Aqui, a Galinha Pintadinha usa toda a experiência que já adquiriu pra se impor sobre uma situação que fatalmente se tornaria em abuso se a personagem feminina não soubesse se posicionar. Uma lição, sem dúvidas!
13 – Meu Galinho
Outro épico. Toda a experiência prévia da Galinha Pintadinha foi essencial pra que ela pudesse empreender essa verdadeira jornada do herói que é “Meu Galinho”. Mais uma vez vemos aqui a opção preferencial pela relação. Uma opção com consequências práticas:
- Nossa protagonista ficou três dias sem dormir após perder o galinho
- Nossa protagonista viajou pelo Mato Grosso, pelo Amazonas e pro Pará antes de finalmente encontrar o galinho no Sertão do Ceará.
Isso só mostra até onde a Galinha Pintadinha vai por uma amizade. Quantos perigos a galinha pintadinha passou nesse trajeto? Quantas vezes esteve cansada, sofrendo? Mas nada disso importava. Importante era o reencontro, a amizade, a celebração da vida. E nós encontramos tudo isso em Meu Galinho, um dos pontos altos do álbum.
14 – Se essa rua fosse minha
Aqui, a jornada passa da amizade para o amor. Depois da tentativa frustrada em pombinha Branca, aqui e na próxima música finalmente vemos a cumplicidade que só o amor pode trazer. A Galinha Pintadinha trilhou toda a sua jornada para encontrar o amor.

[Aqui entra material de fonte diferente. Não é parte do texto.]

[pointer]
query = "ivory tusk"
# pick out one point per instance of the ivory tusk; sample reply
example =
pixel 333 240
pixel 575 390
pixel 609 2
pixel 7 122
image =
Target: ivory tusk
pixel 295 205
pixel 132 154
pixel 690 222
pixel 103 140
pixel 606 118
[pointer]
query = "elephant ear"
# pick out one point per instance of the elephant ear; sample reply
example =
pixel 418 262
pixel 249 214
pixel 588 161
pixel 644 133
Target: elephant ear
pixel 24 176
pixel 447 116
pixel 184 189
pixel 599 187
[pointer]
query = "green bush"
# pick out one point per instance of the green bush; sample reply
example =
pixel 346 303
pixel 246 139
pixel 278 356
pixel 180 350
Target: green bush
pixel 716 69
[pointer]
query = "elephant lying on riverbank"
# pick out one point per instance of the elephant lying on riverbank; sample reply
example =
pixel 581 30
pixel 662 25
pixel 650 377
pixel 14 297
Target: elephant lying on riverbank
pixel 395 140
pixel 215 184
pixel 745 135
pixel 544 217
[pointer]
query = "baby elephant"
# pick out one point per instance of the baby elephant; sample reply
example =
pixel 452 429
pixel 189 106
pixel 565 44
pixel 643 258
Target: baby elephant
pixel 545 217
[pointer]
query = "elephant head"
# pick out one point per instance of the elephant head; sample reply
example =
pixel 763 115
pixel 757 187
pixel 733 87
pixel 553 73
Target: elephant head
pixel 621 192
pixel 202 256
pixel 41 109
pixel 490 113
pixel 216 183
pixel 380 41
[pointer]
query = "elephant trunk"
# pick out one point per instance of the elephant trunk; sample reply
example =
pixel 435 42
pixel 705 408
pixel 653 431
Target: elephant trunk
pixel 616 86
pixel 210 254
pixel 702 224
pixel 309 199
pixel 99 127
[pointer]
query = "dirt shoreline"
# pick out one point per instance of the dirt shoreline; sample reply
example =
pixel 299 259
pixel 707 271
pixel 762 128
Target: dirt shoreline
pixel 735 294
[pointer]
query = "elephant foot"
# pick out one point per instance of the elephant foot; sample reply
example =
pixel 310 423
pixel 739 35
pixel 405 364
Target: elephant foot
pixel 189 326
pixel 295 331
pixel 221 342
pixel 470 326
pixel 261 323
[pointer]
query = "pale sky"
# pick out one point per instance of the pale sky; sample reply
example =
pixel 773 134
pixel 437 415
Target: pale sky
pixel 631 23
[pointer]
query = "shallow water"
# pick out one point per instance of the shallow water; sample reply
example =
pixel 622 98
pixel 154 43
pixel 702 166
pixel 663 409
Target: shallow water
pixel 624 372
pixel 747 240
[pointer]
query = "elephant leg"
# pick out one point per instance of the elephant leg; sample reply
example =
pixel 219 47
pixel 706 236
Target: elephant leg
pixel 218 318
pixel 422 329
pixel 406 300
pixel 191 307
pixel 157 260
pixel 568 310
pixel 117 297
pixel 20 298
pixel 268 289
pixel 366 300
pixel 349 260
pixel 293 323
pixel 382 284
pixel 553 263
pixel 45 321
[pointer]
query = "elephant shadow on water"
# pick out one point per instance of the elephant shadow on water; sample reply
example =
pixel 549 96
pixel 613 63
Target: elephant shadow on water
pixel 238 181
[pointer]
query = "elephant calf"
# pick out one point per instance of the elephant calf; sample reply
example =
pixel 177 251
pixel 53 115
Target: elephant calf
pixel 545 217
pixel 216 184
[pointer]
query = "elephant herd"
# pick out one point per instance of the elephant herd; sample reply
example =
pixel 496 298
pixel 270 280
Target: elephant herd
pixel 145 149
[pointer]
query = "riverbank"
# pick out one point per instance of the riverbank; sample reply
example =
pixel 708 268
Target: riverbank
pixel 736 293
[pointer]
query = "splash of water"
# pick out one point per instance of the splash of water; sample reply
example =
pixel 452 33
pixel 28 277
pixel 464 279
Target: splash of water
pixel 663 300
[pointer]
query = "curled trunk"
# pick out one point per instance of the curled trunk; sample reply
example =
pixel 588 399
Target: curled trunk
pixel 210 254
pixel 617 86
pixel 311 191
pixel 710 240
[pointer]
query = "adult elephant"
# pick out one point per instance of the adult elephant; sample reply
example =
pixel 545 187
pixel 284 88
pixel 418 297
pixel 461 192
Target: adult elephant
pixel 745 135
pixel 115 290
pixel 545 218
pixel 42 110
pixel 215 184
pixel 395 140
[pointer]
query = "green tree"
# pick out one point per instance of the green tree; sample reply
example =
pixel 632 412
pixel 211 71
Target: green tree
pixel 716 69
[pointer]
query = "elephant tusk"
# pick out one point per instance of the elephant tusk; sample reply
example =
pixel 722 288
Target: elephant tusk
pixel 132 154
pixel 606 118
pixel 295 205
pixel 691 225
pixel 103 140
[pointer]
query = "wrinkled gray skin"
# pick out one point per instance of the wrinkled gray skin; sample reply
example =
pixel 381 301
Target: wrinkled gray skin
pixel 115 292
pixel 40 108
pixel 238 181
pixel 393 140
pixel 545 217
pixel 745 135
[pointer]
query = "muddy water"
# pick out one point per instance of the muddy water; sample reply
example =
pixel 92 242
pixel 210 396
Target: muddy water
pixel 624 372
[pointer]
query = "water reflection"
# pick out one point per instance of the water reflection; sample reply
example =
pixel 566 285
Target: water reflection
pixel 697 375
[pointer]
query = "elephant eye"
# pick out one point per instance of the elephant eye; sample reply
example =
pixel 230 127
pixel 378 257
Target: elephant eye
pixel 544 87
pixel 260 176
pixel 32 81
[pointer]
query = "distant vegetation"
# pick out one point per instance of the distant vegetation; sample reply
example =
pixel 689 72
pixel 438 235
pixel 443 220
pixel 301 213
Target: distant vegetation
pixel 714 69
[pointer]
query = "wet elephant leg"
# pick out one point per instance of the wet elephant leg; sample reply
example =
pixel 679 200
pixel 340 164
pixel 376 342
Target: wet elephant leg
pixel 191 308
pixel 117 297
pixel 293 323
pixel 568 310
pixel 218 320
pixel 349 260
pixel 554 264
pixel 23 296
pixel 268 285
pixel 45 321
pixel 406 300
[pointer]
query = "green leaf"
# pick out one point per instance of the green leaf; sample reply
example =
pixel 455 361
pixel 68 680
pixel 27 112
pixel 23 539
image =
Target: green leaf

O interessante é perceber que o amor não está necessariamente vinculado a um relacionamento físico. O amor é expressado em sua forma platônica (ver meu amor passar) e também não há nenhum problema em reconhecer a beleza da solidão e como ela nos toma de assalto às vezes.
15 – Alecrim Dourado
Aqui é o final. O Alecrim Dourado nada mais é do que o presente de celebração do amor. O momento de alegria, sem preocupações, num campo cuja descrição remete ao paraíso. No final, a jornada do álbum todo era em direção ao amor, e agora ele finalmente pode ser celebrado.
Em um álbum de quinze músicas a Galinha Pintadinha aprendeu a ser autoconfiante para encarar o cotidiano, reconhecendo as questões sociais e celebrando a amizade contra os problemas da vida. Adquiriu cultura e se livrou de abusos até finalmente viver sua própria história de heroísmo e encontrar o amor.
Nessas alturas, é impossível não considerar Galinha Pintadinha 2 uma das grandes obras do nosso cancioneiro.